Donald Bruce Hanna, the recently retired astronomy instructor who served for more than three decades as director of Old Dominion University's Mary D. Pretlow Planetarium, has died. He was 60.

Gail Dodge, the chair of the Department of Physics in which Hanna worked until his retirement in December, said a relative of Hanna's called the department on Friday to say that he had died in his sleep.

"Bruce was a wonderful colleague and friend," Dodge said. "He was also a very popular professor, introducing thousands of students to the wonders of science, particularly astronomy, in his many years at ODU. He was a legend and he will be greatly missed."

Mark Havey, an ODU eminent scholar and professor of physics, added, "Bruce has been for many years a mainstay of the department and one of its most public and respected figures in the Tidewater area.

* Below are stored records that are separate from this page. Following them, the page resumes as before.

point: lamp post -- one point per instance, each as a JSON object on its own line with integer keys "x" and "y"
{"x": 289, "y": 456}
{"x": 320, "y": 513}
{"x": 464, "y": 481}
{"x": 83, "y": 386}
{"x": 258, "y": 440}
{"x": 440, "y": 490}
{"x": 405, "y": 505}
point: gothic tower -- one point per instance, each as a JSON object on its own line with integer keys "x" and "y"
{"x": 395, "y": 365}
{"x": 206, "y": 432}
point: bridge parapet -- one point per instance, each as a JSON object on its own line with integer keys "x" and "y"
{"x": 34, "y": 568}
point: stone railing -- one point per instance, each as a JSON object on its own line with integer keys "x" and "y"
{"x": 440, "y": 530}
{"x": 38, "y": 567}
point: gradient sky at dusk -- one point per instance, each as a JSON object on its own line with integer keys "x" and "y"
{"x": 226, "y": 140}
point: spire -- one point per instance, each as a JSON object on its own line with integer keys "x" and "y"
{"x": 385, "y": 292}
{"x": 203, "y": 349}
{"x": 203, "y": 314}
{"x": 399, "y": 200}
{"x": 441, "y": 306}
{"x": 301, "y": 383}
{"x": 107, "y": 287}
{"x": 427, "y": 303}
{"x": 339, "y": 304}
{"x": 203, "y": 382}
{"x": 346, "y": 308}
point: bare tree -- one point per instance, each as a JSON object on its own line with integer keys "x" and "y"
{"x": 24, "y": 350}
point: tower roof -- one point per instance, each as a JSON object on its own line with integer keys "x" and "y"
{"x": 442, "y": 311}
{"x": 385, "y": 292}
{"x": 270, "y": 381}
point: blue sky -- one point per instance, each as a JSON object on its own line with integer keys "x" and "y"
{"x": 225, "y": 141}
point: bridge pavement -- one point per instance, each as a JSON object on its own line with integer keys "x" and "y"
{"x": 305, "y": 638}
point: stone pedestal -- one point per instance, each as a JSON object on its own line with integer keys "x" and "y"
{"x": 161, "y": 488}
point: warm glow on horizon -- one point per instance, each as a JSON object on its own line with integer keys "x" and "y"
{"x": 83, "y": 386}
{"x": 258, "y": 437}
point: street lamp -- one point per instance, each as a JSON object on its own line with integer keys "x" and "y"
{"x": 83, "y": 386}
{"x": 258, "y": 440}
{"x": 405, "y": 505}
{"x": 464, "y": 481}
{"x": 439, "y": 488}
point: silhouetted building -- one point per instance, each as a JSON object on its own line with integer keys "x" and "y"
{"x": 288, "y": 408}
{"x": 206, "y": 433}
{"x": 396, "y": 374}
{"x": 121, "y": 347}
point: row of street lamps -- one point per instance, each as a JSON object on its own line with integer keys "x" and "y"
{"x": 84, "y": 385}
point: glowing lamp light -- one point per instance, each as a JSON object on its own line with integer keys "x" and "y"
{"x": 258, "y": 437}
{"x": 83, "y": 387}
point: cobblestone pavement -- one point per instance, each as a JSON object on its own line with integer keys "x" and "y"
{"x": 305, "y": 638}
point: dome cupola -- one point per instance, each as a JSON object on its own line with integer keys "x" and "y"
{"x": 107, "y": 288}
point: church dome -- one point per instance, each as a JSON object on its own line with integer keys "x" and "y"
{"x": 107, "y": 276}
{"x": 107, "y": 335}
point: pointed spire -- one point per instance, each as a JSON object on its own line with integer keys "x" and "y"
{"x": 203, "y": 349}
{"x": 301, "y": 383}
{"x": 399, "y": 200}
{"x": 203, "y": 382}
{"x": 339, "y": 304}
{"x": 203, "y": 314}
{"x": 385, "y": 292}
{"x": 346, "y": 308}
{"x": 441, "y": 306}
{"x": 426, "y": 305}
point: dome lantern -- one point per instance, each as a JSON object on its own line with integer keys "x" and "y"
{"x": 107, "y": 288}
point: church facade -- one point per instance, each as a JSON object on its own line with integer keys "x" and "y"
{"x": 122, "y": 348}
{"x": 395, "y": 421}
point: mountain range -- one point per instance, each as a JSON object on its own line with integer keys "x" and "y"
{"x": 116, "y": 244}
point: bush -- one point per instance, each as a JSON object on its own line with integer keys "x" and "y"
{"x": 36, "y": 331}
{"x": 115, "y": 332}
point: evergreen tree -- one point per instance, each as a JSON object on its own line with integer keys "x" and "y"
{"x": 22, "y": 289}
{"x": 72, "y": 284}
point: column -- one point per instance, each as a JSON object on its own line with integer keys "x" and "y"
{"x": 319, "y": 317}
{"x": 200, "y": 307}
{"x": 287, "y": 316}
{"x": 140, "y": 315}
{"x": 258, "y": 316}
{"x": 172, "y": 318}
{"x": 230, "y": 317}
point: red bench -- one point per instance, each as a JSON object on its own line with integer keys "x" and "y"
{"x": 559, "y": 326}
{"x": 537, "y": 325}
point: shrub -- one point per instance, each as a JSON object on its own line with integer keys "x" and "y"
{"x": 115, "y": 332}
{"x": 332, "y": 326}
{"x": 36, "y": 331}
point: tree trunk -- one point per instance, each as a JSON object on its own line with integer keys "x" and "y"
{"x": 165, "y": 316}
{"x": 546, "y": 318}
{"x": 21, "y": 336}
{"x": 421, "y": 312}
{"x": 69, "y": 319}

With his knowledge and enthusiasm for astronomy and education, he was a major face of the department. He will be sorely missed by us all."

Astronomy students in Physics 104 got the news from Declan De Paor, the research professor of geophysics who succeeded Hanna in the classroom and as director of the planetarium. "Many of you knew him, of course, as your Physics 103 instructor," De Paor wrote in an e-mail to the students. "He was not in good health, but we had all hoped that he would enjoy years of restful retirement after so many years of service to ODU."

Dodge noted Hanna's popularity as the planetarium director. "He gave lots of planetarium shows to university, civic and school groups every year. We would routinely see thank-you notes from school children on his office door. People of all ages were fascinated by his shows."

Hanna came to ODU in the early 1970s to pursue a master's degree in science education. Previously, he had served as director of a planetarium at the Des Moines Center of Science and Industry in Iowa. In 1974, as an ODU teaching assistant, Hanna took the reins of the Pretlow Planetarium from the late C. S. Sherwood, professor of geophysical sciences. Hanna joined the faculty in 1976.

In a 2005 interview, Hanna said, "I think the reason I was hired (at ODU) was I knew how to operate a planetarium. When I started as a graduate student, C.S. Sherwood was running the Pretlow Planetarium, which had opened in 1966. I overlapped with him for two years" before Sherwood retired.

When asked to explain his popularity as a teacher, Hanna pointed in the 2005 interview to his training in education. "I have a master's in science education. I also taught public school for four years early on. I sometimes think students like me because I served time in the trenches teaching public school."

One of his fondest memories was being invited in 1985 by a former student to supervise an observation program in the Caribbean for Haley's Comet. "Some Navy folks at Guantanamo Bay station wanted to observe the comet, and they were wondering who they could get to help them. One of my former students was a lieutenant down there and he recommended me. So I got this call from Cuba, and they flew me down with my telescopes to show them Haley's Comet. I couldn't believe it. They had 600 people lined up to look at it."

Funeral arrangements were pending at the time this was written.